The tree model can be viewed it its real form, however, here we only show the coarse tree model actual tree, as the fine tree model is too dense to be included. The coarse tree model is shown in Fig. 6.

Fig. 6
figure 6

Coarse tree model showing classes at leaf nodes and starting with amount of water at root node. This simple coarse tree model gives a testing accuracy of 74.3%

To explain how the tree model classifies mix design methods, the coarse tree model shown in Fig. 6 (74.3% accurate) will be used. So if we have a mix that requires the following amounts: water: 170 L, fine aggregates: 700 kg, coarse aggregates: 1100 kg and cement: 350 kg. We start at the top node, we see that based on the amount of water in our mix, we will head to the right branch of the tree (reader’s right). Next, based on the amount of fine aggregates we have in our mix, we can see that because 700 kg is greater than 650.08 kg, final node in the tree is reached and hence a decision is made that the designing method is DOE.

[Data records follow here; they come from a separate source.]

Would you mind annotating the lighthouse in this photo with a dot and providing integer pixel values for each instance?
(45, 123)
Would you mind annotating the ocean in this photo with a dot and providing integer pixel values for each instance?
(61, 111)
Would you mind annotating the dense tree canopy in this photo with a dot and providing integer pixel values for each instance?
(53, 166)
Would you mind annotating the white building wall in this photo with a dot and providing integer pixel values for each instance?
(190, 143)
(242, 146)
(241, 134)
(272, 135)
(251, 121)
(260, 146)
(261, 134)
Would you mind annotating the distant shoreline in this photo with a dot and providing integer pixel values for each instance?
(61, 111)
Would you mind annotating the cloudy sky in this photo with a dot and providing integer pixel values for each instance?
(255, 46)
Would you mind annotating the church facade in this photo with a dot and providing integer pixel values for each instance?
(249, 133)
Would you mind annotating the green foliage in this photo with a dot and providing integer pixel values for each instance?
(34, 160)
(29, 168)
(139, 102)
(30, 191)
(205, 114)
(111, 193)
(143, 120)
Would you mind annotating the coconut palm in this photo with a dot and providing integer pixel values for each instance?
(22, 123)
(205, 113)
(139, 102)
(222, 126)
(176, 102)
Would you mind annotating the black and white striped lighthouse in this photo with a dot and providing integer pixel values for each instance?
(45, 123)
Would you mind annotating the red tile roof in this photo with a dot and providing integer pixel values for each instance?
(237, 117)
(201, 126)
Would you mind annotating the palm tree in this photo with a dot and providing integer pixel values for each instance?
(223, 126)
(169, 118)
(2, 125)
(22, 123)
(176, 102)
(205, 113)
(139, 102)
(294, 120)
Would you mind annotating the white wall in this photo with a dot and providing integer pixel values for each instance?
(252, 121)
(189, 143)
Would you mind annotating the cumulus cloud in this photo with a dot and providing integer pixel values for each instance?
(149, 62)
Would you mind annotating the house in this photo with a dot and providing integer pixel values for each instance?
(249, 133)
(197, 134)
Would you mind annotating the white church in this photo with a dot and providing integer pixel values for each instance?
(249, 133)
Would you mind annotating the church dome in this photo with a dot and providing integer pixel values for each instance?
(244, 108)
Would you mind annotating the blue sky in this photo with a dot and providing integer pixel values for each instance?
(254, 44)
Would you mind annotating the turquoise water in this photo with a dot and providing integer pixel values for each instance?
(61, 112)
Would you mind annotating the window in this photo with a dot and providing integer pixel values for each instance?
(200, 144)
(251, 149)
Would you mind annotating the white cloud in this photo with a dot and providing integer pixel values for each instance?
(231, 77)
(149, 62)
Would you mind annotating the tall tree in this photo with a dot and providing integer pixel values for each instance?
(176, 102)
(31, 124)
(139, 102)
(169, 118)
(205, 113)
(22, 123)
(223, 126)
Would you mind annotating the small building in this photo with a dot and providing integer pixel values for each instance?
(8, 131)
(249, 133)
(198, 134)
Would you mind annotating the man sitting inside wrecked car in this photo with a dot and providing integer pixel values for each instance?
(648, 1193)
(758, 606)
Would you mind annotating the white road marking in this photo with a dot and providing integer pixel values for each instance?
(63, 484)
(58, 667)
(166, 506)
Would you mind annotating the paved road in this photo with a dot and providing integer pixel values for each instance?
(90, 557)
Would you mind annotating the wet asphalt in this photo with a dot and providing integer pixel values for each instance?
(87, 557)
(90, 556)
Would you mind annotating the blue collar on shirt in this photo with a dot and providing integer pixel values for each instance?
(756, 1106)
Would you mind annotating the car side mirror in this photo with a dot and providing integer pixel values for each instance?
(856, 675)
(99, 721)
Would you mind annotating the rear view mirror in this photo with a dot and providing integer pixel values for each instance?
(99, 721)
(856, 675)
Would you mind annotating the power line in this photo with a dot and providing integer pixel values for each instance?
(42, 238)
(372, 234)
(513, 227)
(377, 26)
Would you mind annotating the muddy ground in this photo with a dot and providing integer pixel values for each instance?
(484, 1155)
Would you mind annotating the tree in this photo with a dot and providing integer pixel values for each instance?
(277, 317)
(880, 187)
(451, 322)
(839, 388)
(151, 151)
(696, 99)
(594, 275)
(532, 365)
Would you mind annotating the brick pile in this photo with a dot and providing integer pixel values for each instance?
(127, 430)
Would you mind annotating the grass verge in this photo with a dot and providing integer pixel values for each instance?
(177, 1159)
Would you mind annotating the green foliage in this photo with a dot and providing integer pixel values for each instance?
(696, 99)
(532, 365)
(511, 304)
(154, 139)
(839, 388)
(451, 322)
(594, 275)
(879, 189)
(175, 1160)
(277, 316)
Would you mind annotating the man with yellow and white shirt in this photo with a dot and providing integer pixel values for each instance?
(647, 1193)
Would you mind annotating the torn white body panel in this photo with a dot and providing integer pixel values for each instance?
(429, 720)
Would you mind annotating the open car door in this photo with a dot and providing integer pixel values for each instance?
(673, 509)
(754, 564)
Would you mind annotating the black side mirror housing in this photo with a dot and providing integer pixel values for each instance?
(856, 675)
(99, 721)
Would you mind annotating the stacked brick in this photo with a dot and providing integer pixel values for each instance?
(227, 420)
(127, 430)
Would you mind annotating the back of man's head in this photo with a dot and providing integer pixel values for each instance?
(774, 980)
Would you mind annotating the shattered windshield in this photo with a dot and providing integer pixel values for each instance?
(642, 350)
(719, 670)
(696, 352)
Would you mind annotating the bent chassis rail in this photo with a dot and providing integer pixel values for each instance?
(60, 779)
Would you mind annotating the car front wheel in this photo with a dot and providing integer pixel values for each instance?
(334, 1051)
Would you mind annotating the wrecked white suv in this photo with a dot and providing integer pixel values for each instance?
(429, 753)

To determine feature importance, the fine tree model was retrained however, employing PCA this time around. The PCA-enabled fine tree model kept 3 feature that can explain 95% variance. Explained variance per feature is as follows; amount of cement: 66.6%, amount of water: 27.9%, amount of fine aggregates: 5%, amount of coarse aggregates: 0.5%, and concrete’s compressive strength 0.0%. Results of PCA is shown in Fig. 7a.

Fig. 7
figure 7

Results of features importance analyses using a PCA and b MRMR

Similarly, degree of importance of features was evaluated using MRMR algorithm. It assigns scores representing importance of features. Scores are amount of cement: 0.3468, amount of water: 0.1592, amount of fine aggregates: 0.0838, amount of coarse aggregates: 0.0 and corresponding concrete’s compressive strength: 0.0. The drop in score between the amount of cement and amount of water is large which reinforces that cement is the most important predictor of mix design method. Meanwhile, amount of coarse aggregates and compressive strength seem to contribute minimally to the mix design method prediction. Results of MRMR is shown in Fig. 7b.

Using the three most important feature (cement, water, and fine aggregates) the tree models were retrained. Accuracy of the reduced-dimensionality models were less accurate than the models with full list of features. Accuracies of the reduced-dimensionality models are presented in Table 3.

Table 3 Classification accuracy of reduced-dimensionality classifiers

5 Conclusions

It is very important that the method by which a concrete mix was designed is known to site/construction engineers to be able to properly interpret fresh concrete tests results and for quality control purposes. However, to the untrained and trained eyes, it can be difficult to discern which method was used to design a given mix. Hence, machine learning was used, specifically decision trees, to classify concrete mix design methods based on the concrete constituents’ proportions for a given compressive strength, i.e., the amount of cement, water, coarse and fine aggregate. It was found that decision trees can accurately classify mix design methods with a 96% accuracy. It was shown that knowledge of the amount of a mix’s four ingredients is enough to accurately determine the method by which it was designed. Additionally, upon performing PCA and MRMR analyses, it was found that that the amount of cement in the concrete mix is the most important predictor of the mix design method, followed by amounts of water, and fine aggregates. Findings of this work provided a model that can be used to discern mixes designed by different methods. Furthermore, this work presented an example of the benefits and effectiveness of using simple machine learning algorithms in solving civil engineering problems.